The dateutil parser does a great job of correctly guessing the date and time from a wide variety of sources.

我们正在处理文件,其中每个文件仅使用一种日期/时间格式,但是文件之间的格式有所不同。分析显示 dateutil.parser.parse 使用了很多时间。由于每个文件只需确定一次,因此执行每次都不会猜测格式的操作可以加快速度。

We are processing files in which each file uses only one date/time format, but the format varies between files. Profiling shows a lot of time being used by dateutil.parser.parse. Since it only needs to be determined once per file, implementing something that isn't guessing the format each time could speed things up.

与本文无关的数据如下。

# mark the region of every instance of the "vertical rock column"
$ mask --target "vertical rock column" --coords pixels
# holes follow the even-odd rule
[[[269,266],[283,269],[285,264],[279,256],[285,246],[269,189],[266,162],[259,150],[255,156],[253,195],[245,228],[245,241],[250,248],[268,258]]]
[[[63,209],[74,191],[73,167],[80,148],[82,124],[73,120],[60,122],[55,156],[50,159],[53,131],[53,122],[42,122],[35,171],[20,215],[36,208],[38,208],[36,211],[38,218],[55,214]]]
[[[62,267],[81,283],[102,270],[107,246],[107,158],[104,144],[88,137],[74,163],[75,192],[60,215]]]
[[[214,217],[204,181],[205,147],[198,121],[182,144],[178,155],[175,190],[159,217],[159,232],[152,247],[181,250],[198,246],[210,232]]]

我实际上并不预先知道格式,我仍然需要推断格式。像这样:

I don't actually know the formats in advance and I'll still need to infer the format. Something like:

from MysteryPackage import date_string_to_format_string
import datetime

# e.g. mystring = '1 Jan 2016'
myformat = None

...

# somewhere in a loop reading from a file or connection:
if myformat is None:
    myformat = date_string_to_format_string(mystring)

# do the usual checks to see if that worked, then:
mydatetime = datetime.strptime(mystring, myformat)

有这样的功能吗?

推荐答案

这是一个棘手的问题。我的方法使用正则表达式和(?(DEFINE)...)语法,只有新的 regex 模块。

< hr>
本质上, DEFINE 让我们先定义子例程,然后再进行匹配,因此首先我们定义日期猜测功能所需的所有积木:

This is a tricky one. My approach makes use of regular expressions and the (?(DEFINE)...) syntax which is only supported by the newer regex module.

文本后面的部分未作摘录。